アンダインが怒るときは大抵アルフィーが危険に見舞われた時や、卑下するように二人の関係を少しでも否定的に述べた時、そして、離れる仕草をした時だ。アンダインにとってアルフィーを失う要因は憂憤の対象だった。
「ッ、ごめんなさい……」
「……ッそんな顔をするな!私に……黙って眺めて居ろと言うのか?!大事なお前が衰弱していくのを指を咥えて見て居ろと?!」
アルフィーの怯えた表情でアンダインの怒気は一時的に弱まったが、後から際限なく沸き起こるそれを止めることが出来ずに、アンダインは部屋を飛び出した。食いしばった牙に力が入るのを止められない。
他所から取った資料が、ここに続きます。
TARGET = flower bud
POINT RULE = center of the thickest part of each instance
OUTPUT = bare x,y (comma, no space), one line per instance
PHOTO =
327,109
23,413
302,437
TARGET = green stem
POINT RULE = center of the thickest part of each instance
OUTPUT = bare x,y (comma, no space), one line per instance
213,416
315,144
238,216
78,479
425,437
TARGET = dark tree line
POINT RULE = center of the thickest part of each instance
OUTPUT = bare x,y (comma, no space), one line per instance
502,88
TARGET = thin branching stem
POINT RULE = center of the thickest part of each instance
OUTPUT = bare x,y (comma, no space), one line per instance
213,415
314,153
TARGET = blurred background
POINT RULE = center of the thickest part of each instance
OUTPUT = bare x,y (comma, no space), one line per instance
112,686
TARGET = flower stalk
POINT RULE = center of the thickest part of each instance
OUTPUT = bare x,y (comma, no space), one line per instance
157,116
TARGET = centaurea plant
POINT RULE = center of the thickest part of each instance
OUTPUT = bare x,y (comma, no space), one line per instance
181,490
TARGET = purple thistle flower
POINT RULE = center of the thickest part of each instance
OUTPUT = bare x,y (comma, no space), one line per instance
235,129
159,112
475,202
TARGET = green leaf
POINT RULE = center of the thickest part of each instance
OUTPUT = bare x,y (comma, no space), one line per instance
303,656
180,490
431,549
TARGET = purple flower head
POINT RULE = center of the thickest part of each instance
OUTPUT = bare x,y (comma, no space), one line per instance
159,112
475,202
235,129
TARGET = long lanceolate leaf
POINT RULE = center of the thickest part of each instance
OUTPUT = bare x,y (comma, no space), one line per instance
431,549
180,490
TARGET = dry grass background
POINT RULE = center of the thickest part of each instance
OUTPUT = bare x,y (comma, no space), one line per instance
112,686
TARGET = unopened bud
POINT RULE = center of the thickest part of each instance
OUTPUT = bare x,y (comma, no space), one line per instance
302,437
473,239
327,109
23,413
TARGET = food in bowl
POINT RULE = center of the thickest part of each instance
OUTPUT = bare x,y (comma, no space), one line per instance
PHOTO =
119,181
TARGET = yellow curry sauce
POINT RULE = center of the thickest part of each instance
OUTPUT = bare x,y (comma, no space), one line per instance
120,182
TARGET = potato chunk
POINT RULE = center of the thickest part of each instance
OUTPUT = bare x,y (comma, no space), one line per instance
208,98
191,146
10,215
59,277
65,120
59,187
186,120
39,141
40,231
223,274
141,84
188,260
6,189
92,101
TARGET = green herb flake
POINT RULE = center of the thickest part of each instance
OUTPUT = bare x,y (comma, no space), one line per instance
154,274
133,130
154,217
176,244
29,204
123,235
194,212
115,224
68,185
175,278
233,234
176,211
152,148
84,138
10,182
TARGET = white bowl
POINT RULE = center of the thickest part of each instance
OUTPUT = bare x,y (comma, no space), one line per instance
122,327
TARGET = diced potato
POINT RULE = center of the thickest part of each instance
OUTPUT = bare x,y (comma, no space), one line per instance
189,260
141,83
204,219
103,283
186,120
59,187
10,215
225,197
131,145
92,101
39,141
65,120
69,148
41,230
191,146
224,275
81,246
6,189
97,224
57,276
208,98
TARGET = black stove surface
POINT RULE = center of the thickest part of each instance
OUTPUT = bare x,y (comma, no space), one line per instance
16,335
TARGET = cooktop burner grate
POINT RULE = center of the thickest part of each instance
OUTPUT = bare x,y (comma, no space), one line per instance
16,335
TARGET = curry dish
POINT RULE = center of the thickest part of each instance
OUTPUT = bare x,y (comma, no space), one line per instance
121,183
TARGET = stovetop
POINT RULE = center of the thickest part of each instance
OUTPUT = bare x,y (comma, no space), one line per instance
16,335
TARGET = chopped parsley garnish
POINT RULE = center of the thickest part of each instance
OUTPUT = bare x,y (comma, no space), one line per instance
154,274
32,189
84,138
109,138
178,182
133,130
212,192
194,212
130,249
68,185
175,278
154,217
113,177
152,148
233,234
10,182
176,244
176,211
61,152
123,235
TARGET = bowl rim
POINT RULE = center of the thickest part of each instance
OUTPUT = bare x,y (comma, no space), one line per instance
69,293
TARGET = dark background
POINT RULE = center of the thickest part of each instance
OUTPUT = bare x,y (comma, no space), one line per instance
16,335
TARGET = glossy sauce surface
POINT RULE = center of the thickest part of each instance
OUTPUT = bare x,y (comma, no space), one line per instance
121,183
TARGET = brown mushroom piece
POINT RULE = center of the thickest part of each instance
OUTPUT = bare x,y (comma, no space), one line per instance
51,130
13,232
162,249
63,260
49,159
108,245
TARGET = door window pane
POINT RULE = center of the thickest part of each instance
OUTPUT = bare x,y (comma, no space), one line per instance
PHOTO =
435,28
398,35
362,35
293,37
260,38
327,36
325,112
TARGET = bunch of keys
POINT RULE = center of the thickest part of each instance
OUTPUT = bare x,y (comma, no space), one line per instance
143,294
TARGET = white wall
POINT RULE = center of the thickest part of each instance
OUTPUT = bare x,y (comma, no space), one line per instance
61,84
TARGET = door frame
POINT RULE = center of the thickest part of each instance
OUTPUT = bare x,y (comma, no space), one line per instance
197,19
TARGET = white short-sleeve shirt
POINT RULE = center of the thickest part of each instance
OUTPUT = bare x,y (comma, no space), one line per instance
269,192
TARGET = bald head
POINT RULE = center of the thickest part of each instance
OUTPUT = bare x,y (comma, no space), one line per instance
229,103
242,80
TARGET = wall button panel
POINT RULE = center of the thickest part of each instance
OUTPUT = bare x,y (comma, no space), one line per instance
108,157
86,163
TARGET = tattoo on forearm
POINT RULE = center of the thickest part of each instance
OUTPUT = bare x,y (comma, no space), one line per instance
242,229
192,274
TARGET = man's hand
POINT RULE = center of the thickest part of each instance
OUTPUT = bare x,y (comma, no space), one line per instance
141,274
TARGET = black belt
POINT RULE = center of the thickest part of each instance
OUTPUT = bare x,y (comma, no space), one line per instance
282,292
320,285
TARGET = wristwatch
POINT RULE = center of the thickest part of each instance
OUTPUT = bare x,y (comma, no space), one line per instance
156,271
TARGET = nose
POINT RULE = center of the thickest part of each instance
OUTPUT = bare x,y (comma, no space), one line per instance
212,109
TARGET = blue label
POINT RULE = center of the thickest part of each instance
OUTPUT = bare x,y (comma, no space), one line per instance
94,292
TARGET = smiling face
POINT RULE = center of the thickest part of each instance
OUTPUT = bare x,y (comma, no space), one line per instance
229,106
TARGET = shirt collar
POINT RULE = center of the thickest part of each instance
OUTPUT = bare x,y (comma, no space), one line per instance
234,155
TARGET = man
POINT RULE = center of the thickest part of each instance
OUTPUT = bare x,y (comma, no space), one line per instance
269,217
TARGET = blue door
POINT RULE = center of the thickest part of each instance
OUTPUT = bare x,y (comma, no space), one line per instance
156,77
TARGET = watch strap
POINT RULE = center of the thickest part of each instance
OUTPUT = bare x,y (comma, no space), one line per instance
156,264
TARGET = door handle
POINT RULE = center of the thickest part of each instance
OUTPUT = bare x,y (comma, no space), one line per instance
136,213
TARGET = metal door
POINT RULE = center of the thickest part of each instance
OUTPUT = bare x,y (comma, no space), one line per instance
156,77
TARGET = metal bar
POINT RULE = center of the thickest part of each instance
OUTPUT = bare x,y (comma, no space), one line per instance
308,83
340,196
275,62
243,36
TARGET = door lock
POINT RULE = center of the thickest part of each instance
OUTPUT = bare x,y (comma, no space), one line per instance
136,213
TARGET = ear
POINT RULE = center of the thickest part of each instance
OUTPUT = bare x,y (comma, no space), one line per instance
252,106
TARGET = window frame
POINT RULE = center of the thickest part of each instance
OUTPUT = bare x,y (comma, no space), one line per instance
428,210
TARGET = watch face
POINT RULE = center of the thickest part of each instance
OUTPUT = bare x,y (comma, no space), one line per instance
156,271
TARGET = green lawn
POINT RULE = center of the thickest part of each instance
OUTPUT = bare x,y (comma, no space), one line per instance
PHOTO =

イビト山の森を駆けているうちに自分の怒りが収まってくれはしないかと期待したが、自然の優しい魔力はアンダインを鎮めてはくれなかった。モンスターの居住地区へ差し掛かり屋根屋根を飛び越えて、住人らが彼女を指さして不思議がっているのも気にしなかった。月明かりに赤い髪が逆立つ様はモンスターたちの目にはまさに怒れる太陽に映った。
「人間めッ!!」
アルフィーと暮らす家へ戻り、玄関のドアを乱暴に開け放って鍵もかけなかった。直接人間の生活地区へ乗り込んで暴れなかったのは彼女の残った理性故だ。アルフィーがいつも「私を扱うようにして」と言っている自宅の家具やインテリアすら、今のアンダインには気に留める対象ではなかった。弱った理性でせめて水を飲もうとグラスを手にしたが、それは彼女の手の中で簡単に割れた。苛立ちをぶつけるように握り潰すと、ガラスが手のひらを薄く裂いたが、アンダインにはかすり傷にもならなかった。
「アルフィーがもし……」
それ以上は口にしなかった。愛する彼女の治癒か、然らずんば人間すべてこのガラスのように粉々にしてやると、怒りの感情のまま思った。そして城下中に響き渡る雄叫びを放ちながら、アンダインはまた夜を駆けて行った。
・・・
飛び出していったアンダインを追ってアルフィーが夜道を歩いていた。咄嗟の事だったので出かける支度も出来ず、携帯電話も置いてきてしまった。後から思えばアンダインの俊敏な足に追いつくなど到底不可能だとわかるものだが、今この時のアルフィーにはそこまで判断できなかった。見たことも無いほど怒り狂ったアンダインの迫力に気圧され、混乱していたアルフィーにはただアンダインを追うことしか考えられなかった。会って何を言えばいいのかも分からず、なんて顔をすればいいのかも決めていなかったし、会えばきっと怯えてしまうことも予想できた。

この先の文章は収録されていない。